I'm trying to fully grasp the third section of the whitepaper. Quoting (emphasis mine):

The solution we propose begins with a timestamp server. A timestamp server works by taking a hash of a block of items to be timestamped and widely publishing the hash, such as in a newspaper or Usenet post [2-5]. The timestamp proves that the data must have existed at the time, obviously, in order to get into the hash. Each timestamp includes the previous timestamp in its hash, forming a chain, with each additional timestamp reinforcing the ones before it.

I understand the double spending problem described in the previous section and how a timestamp server as described in this section solves it. I don't understand why timestamps are needed.

Let's presume that the timestamp server itself doesn't check for double spending[1]. In this case, in order for the payee to validate the transaction, they have to confirm that the coin hasn't been spent in any previous blocks[2]. Timestamps are irrelevant since the order is defined by the chain of hashes.

I considered the possibility that the author uses the word "timestamp" liberally to refer to a block, but the bold sentence in the quote suggests that it indeed refers to real-world time.

[1] If it does, then the payee doesn't have to care about the order of transactions.

[2] The term "block" hasn't been introduced at this point, but it does appear in the subsequent diagram.

2 Answers 2


The bitcoin blockchain itself works as the 'timestamp server'. Each new block is like the next step forward in time, and the order of transactions within the block is explicit as well.

So it isn't that each block is timestamped to a real-world clock-time, instead the blocks themselves represent the progression of the clock.
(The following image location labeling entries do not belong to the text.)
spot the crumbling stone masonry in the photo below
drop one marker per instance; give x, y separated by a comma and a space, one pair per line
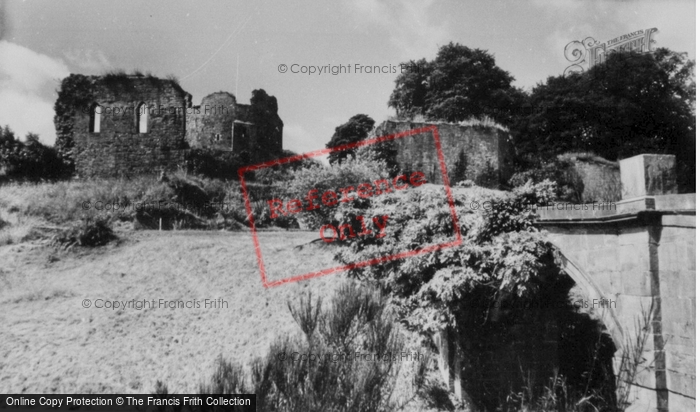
126, 125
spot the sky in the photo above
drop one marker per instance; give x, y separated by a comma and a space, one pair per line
238, 46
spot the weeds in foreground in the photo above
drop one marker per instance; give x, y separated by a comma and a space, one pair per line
321, 370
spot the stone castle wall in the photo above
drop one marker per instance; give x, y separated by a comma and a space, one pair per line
118, 148
174, 127
256, 129
487, 150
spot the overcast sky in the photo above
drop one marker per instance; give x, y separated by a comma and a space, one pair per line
238, 46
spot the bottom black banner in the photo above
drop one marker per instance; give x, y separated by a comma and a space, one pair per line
238, 403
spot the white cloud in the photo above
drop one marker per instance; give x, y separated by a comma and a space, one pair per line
88, 59
408, 24
27, 84
299, 140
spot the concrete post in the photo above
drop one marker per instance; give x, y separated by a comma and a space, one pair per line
648, 175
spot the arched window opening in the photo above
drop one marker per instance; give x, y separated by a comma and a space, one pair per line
142, 118
95, 117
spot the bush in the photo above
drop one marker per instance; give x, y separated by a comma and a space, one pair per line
88, 233
213, 163
30, 160
503, 262
334, 178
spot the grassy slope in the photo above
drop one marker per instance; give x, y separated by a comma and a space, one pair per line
49, 343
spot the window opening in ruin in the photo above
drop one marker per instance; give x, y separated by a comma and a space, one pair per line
95, 117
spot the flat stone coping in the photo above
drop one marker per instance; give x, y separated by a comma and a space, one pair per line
622, 210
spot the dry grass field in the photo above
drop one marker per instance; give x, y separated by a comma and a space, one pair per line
50, 343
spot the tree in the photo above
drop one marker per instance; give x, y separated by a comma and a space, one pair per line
459, 84
29, 159
354, 130
633, 103
504, 273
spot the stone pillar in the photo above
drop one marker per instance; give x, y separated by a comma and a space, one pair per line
648, 175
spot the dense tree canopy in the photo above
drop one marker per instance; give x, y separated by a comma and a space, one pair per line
631, 104
354, 130
459, 84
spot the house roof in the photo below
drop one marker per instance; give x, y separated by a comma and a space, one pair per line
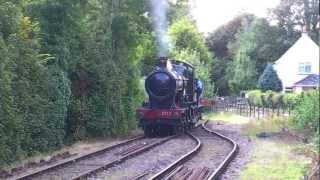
304, 47
312, 80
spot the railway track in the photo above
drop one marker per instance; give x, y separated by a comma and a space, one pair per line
196, 164
83, 166
189, 167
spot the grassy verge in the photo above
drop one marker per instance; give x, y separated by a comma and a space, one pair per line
272, 157
226, 117
274, 160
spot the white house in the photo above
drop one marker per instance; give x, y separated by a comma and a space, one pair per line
300, 61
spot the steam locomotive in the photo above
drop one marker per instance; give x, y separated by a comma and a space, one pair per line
173, 104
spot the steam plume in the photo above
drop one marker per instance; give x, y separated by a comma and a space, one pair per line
160, 25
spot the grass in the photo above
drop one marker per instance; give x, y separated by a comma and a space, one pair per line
271, 159
276, 161
226, 117
272, 125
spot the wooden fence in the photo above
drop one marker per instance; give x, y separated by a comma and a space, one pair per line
242, 107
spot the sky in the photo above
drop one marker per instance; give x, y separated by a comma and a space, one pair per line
210, 14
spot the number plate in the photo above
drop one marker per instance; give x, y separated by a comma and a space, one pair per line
165, 113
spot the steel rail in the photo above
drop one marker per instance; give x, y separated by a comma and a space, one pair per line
122, 159
231, 155
182, 159
169, 171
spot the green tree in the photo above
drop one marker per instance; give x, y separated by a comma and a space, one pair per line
188, 45
269, 80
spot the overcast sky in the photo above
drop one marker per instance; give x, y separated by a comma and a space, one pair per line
211, 14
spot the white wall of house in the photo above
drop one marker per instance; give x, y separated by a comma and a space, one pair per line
299, 61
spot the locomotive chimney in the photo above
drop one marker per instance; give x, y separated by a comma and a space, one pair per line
163, 62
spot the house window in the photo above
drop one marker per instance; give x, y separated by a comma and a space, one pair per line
304, 68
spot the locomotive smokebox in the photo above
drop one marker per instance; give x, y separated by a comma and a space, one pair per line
163, 62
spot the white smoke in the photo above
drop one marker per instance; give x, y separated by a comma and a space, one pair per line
160, 25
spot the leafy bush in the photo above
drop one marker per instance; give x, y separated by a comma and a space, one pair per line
306, 113
269, 80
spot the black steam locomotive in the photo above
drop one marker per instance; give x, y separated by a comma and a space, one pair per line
174, 94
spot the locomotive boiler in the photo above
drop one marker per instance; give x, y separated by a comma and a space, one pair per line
173, 103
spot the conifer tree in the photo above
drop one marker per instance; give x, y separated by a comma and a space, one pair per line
269, 80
Note that each block header does include a timestamp that references a real-world clock, but this timestamp is just used as a rough sanity check, and to help regulate the network difficulty. See this question for more info.


from my understanding, the idea is to have an order of things, and it has nothing to do with the real-world clock. Like chytrik mentioned - the block itself is time - the block is the measure of time in bitcoin world - the order of things.

I wouldn't pretend that I understand it completely yet (after reading up a few versions of it) but the crux of it is that proof-of-work requires energy & time and we do not need to trust anything external (like a real world clock) and blocks represent a measure, a sequence in order - which is what time is.

Bitcoin is loosely connected to the real world time through its difficulty adjustment - that happens every 2016 blocks and readjusts the hashing difficulty based on previous blocks' real-world time. And that is to keep sanity with ever increasing computation efficiency.